In my own private utopia, whether I'm talking to friends or writing of the cinema, the conversation often meanders to "The Thing With Two Heads," a grade-L schlock fest from 1972. The movie is not bad enough to be deemed "grade Z," because it doesn't take itself too seriously.
Oh, giddy lightness, frolic forth, the bewitched, bothered, and bewildered beheading.
Last summer, as it so happened, we raced 400 miles from the beach, so I could deposit Donna at our house, and then U-turn 100 miles into Atlanta for the evening's dusk-to-dawn Drive-Invasion program at the Starlight Drive-in Theatre.
The pièce de résistance?
"The Thing With Two Heads."
When it comes to no-brainers, I am there.
I snapped this screenshot because I've always been intrigued by people who set off their names with punctuation marks. Is the punctuation actually part of their names? I believe it is.
I spent decades trying to fix up "Rosey" Grier with 'Tippi' Hedren, so they'd make a little %Junior%.

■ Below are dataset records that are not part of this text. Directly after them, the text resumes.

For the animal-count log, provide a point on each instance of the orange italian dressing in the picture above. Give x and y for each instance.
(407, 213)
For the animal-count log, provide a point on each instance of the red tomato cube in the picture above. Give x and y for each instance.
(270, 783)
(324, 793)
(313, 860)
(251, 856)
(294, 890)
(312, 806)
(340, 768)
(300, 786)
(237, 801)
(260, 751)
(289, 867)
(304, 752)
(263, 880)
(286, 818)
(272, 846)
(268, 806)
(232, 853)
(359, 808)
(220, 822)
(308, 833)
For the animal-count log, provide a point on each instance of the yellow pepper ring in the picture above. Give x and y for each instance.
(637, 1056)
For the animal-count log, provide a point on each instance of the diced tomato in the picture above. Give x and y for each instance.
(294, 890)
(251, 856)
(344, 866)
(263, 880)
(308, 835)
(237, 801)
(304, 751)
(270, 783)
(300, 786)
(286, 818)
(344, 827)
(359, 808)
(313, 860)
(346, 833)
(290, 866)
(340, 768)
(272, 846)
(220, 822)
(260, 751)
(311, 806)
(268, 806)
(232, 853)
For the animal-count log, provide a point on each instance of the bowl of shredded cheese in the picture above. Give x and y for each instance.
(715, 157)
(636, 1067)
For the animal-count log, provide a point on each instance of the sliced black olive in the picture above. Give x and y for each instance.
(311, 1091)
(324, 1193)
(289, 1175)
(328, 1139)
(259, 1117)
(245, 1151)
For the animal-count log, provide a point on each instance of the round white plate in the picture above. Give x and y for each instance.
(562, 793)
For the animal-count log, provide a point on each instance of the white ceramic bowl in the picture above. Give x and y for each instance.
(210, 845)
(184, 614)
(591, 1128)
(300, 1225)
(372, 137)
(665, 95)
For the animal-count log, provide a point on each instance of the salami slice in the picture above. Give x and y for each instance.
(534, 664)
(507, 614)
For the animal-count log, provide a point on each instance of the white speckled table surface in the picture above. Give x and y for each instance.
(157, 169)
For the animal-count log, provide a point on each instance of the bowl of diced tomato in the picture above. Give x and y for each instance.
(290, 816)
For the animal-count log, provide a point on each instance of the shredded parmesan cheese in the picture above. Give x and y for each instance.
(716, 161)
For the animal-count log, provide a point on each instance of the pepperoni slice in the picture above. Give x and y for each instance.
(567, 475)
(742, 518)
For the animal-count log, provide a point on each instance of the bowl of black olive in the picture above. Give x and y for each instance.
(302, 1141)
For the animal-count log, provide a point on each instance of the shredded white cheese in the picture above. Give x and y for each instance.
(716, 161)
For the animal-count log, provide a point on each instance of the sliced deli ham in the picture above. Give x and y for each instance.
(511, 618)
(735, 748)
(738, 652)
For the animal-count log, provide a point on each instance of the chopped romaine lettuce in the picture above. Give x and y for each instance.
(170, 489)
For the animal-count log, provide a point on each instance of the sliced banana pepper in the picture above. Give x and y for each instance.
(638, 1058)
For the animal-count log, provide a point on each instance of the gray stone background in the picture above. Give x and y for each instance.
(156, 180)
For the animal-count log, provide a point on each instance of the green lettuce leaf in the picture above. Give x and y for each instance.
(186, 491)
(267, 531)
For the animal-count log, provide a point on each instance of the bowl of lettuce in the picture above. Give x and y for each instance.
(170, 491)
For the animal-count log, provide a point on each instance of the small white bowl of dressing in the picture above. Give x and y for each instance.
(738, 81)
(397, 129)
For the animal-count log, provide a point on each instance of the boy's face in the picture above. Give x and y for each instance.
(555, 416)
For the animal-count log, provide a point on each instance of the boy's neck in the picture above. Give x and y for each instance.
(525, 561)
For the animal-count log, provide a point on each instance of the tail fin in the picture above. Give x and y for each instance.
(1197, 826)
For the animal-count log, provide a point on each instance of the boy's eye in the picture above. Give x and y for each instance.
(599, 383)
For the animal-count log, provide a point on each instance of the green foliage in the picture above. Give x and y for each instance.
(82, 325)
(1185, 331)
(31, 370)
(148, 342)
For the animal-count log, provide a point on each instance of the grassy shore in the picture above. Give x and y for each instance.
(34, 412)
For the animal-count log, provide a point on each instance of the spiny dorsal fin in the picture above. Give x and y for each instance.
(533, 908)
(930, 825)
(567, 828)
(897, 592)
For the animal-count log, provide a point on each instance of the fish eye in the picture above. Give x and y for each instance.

In the flick, Ray Milland, the distinguished Oscar-winning actor of "The Lost Weekend" (1945), is a rich chap who finds his head grafted onto a brother, as the advertisements so deftly described. Here, honor me to recite the whole pitch for you:
"They transplanted a white bigot's head onto a soul brother's body! The doctor blew it -- the most fantastic medical experiment of the age. And now, with the fights, the Fuzz, the chicks and the choppers ...Man, they're really in deeeeep trouble!"
Wow. That's a flashback! Hearing those splendid words again are as powerful today as they were at my wedding.
Have I mentioned how pleased I am that the toupee made it through the transplant unscathed and, apparently, freshly shellacked? The clinical operation on the Milland pelt was touch and go and "more glue" there for awhile.
The above scene is from the very long, action-unpacked motorcycle chase, which provided many out of work stuntmen and stunt fake heads a day's wage.
Somehow, you may have noted, the lads picked up a hitchhiker en route and I have the sudden urge for Double Stuf Oreos. I'll be back after the next photo....
Doesn't she know cigarettes are baddddddd for healthy memories of one's -- or is it two's? -- discarded lungs?
"No, thank you, milady," says Dr. Marshall Kirshner, surgeon, racist, puppet show. "We're gonna need a bigger coat."
"And more quotes," says """Rosey""".
"I've got chum in the oven," says the lass, leading the gentleskulls to a monstrous dinner partay.
No matter how many times I've seen "The Thing With Two Heads," I never fail to come away with the same thrilling, inspirational conclusion.
--Yeah. Yeah. Brotherhood. Tolerance. That, yeah, who wouldn't?
No, what I'm saying is: The turtleneck ... is always ... a happening look.